The call letters were changed to KIXY in 1970 and KIXY-FM in 1973, on the latter occasion when the AM station also adopted the KIXY call sign. Also in 1973, the station began broadcasting in stereo. The KIXY stations were sold in 1978 to CDI/Abaris Communications Associates, a consortium of three Chicago men. However, Foster sued CDI/Abaris in 1981, claiming it violated a covenant of the sale that prevented them from materially reducing the stations' net worth, given that the stations were held as collateral in loans Foster had made to the Chicago firm.
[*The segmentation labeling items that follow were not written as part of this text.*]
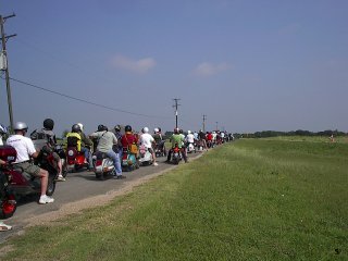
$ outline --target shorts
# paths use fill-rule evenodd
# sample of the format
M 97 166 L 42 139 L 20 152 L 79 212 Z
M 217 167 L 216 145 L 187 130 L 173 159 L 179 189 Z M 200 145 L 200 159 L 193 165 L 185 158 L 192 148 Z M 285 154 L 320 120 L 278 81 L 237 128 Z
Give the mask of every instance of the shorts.
M 33 163 L 27 162 L 27 161 L 17 163 L 16 165 L 21 166 L 23 169 L 23 171 L 30 174 L 32 176 L 40 177 L 40 175 L 39 175 L 40 167 L 38 167 L 37 165 L 34 165 Z

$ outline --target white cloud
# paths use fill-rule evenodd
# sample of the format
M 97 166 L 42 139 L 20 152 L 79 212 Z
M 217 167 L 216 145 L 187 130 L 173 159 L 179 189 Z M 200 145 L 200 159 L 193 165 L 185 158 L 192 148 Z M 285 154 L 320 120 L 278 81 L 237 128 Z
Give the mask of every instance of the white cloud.
M 112 59 L 112 64 L 115 67 L 124 69 L 127 71 L 136 72 L 136 73 L 146 73 L 150 69 L 156 66 L 156 61 L 153 58 L 144 58 L 140 60 L 133 60 L 130 58 L 126 58 L 124 55 L 116 55 Z
M 293 23 L 282 27 L 278 30 L 278 34 L 282 36 L 293 36 L 298 34 L 300 30 L 301 30 L 301 25 L 298 23 Z
M 226 70 L 228 70 L 227 63 L 212 64 L 203 62 L 196 66 L 196 69 L 194 70 L 194 74 L 197 76 L 209 77 Z

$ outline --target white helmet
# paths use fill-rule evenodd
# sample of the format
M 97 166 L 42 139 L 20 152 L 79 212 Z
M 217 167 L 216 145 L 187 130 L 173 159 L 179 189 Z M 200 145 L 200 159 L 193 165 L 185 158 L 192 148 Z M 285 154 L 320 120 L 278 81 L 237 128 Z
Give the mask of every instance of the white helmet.
M 8 133 L 8 128 L 4 125 L 0 124 L 0 135 L 7 134 L 7 133 Z
M 26 123 L 24 122 L 16 122 L 13 126 L 14 130 L 27 130 L 28 129 L 28 125 L 26 125 Z
M 80 130 L 84 132 L 84 124 L 82 123 L 76 123 L 76 124 L 79 126 Z

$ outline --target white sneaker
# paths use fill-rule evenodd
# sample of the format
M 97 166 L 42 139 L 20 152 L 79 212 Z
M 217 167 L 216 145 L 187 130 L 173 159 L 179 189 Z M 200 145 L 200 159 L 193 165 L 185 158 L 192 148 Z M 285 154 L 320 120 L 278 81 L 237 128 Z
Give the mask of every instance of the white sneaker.
M 65 182 L 65 177 L 63 177 L 63 175 L 59 175 L 59 176 L 55 178 L 55 182 Z
M 54 202 L 54 199 L 49 197 L 49 196 L 47 196 L 47 195 L 42 195 L 40 197 L 40 200 L 39 200 L 39 203 L 41 203 L 41 204 L 44 204 L 44 203 L 52 203 L 52 202 Z

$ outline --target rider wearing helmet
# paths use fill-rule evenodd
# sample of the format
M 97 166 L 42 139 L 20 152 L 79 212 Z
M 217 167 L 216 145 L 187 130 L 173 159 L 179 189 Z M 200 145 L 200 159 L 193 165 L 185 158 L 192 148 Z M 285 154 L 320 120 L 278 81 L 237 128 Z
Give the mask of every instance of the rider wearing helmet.
M 161 133 L 161 128 L 160 127 L 157 127 L 153 129 L 153 139 L 156 141 L 156 146 L 158 147 L 158 149 L 160 151 L 162 151 L 164 153 L 164 156 L 166 156 L 166 150 L 165 150 L 165 140 L 163 140 L 163 136 L 162 136 L 162 133 Z
M 188 146 L 188 144 L 195 144 L 195 136 L 191 133 L 191 130 L 187 130 L 187 136 L 186 136 L 185 140 L 187 142 L 187 146 Z
M 32 176 L 41 178 L 41 196 L 39 199 L 39 203 L 51 203 L 54 201 L 54 199 L 46 195 L 48 185 L 48 172 L 32 163 L 30 158 L 37 158 L 38 151 L 36 151 L 33 140 L 28 137 L 25 137 L 27 130 L 28 126 L 26 125 L 26 123 L 16 122 L 14 124 L 14 135 L 11 135 L 8 138 L 7 144 L 12 146 L 17 152 L 17 158 L 14 164 L 22 167 Z
M 72 130 L 66 134 L 66 147 L 76 147 L 80 151 L 80 127 L 77 124 L 72 126 Z
M 147 148 L 150 151 L 150 153 L 152 154 L 152 159 L 153 159 L 153 165 L 157 166 L 159 164 L 156 162 L 156 154 L 152 149 L 152 144 L 154 142 L 154 139 L 153 139 L 152 135 L 149 134 L 148 127 L 144 127 L 141 129 L 141 133 L 142 134 L 140 136 L 140 145 L 145 146 L 145 148 Z
M 128 149 L 128 146 L 138 144 L 138 138 L 133 134 L 130 125 L 126 125 L 124 127 L 124 132 L 125 134 L 122 136 L 121 144 L 123 150 L 126 151 Z
M 53 128 L 54 128 L 54 121 L 52 119 L 46 119 L 44 121 L 44 128 L 38 132 L 45 135 L 45 139 L 46 139 L 46 146 L 48 148 L 50 148 L 51 150 L 54 150 L 55 146 L 57 146 L 57 138 L 55 138 L 55 134 L 53 133 Z M 32 134 L 33 135 L 33 134 Z M 32 137 L 30 135 L 30 137 Z M 58 182 L 65 182 L 65 178 L 62 175 L 62 160 L 59 157 L 59 154 L 57 152 L 52 153 L 57 164 L 58 164 L 58 169 L 59 169 L 59 174 L 57 177 Z
M 86 134 L 84 133 L 84 124 L 82 123 L 76 123 L 79 128 L 79 135 L 80 135 L 80 146 L 82 147 L 87 147 L 87 148 L 91 148 L 94 146 L 94 142 L 90 140 L 90 138 L 88 138 L 88 136 L 86 136 Z M 87 158 L 88 159 L 88 158 Z
M 116 136 L 112 132 L 109 132 L 107 126 L 100 124 L 98 132 L 90 134 L 89 137 L 98 139 L 97 151 L 103 152 L 112 159 L 116 169 L 116 175 L 114 177 L 122 178 L 120 156 L 112 149 L 114 145 L 117 145 Z
M 177 147 L 181 149 L 183 158 L 185 160 L 185 162 L 187 163 L 187 157 L 185 153 L 185 150 L 183 148 L 183 144 L 185 141 L 184 137 L 182 136 L 182 134 L 179 133 L 179 129 L 176 127 L 174 128 L 174 134 L 172 135 L 172 137 L 170 138 L 170 141 L 172 142 L 172 149 L 169 151 L 167 157 L 166 157 L 166 162 L 171 161 L 171 157 L 172 157 L 172 151 L 175 148 L 175 146 L 177 145 Z
M 91 162 L 91 153 L 90 153 L 90 148 L 92 148 L 94 142 L 86 136 L 84 133 L 84 125 L 82 123 L 76 123 L 74 125 L 79 126 L 79 136 L 80 136 L 80 151 L 84 152 L 86 163 L 89 163 L 89 167 L 92 167 L 92 162 Z

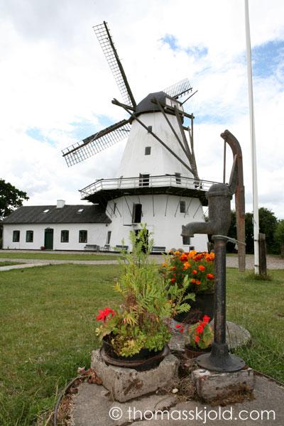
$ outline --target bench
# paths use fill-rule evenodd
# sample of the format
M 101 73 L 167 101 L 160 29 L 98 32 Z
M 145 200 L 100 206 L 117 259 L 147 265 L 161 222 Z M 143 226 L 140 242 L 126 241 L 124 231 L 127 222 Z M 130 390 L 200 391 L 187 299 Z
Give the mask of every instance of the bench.
M 116 251 L 122 251 L 122 250 L 128 250 L 129 246 L 121 246 L 119 244 L 119 245 L 116 246 Z
M 84 250 L 99 251 L 99 246 L 97 246 L 97 244 L 86 244 L 84 247 Z
M 162 246 L 154 246 L 152 247 L 151 253 L 165 253 L 165 247 L 163 247 Z

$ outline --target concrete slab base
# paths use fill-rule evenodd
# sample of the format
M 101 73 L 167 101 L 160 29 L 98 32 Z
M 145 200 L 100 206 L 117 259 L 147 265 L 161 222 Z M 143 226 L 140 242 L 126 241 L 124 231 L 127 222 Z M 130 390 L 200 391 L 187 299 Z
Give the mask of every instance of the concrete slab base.
M 155 368 L 148 371 L 136 371 L 106 365 L 103 361 L 99 349 L 92 352 L 91 368 L 102 380 L 115 400 L 124 403 L 155 392 L 165 386 L 177 375 L 180 361 L 173 355 L 168 355 Z
M 73 422 L 70 424 L 74 426 L 228 426 L 231 424 L 283 426 L 284 388 L 256 376 L 253 393 L 253 400 L 226 407 L 212 407 L 195 400 L 180 403 L 178 393 L 153 394 L 121 403 L 111 402 L 109 392 L 103 386 L 84 383 L 72 398 L 70 414 Z
M 233 373 L 218 373 L 198 368 L 192 371 L 192 381 L 198 396 L 209 402 L 225 398 L 232 392 L 244 389 L 253 390 L 254 375 L 252 368 Z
In early 1984, a federal jury heard the case, and Foster bought back the stations and reassumed control in April. In 1987, he flipped all of his other stations—KHOS-AM-FM in Sonora, KYXX in Ozona, and their translators—to simulcasting KIXY-FM with local news and public affairs for their areas.

Foster attempted to sell his radio stations again in 1988, this time to Radioactivity, Inc. of Georgia. Radioactivity—which was buying stations in Texas and Georgia—was led by Clyde Murchison, who claimed to be a nephew of Clint Murchison, the former owner of the Dallas Cowboys. Initially snagged by a late equal employment opportunity report filed by the buyer, Radioactivity soon imploded after Clyde Murchison was arrested for wire fraud. He was not recognized by a friend of the real Murchison family, prompting other company officers to request an FBI investigation, and was arrested in a sting operation after having been revealed to have falsified his family connections and financial qualifications. The other officers in Radioactivity expelled Murchison, but Foster sued the firm for breach of contract.

KIXY-FM has generally been at or near the top of San Angelo's radio ratings,"KIXY FM 94.7 San Angelo, TX 29 May 2000" sometimes posting dominant numbers. One 1987 survey by Birch Ratings attributed more than half of all radio listening in San Angelo to KIXY-FM with a 51.6 share.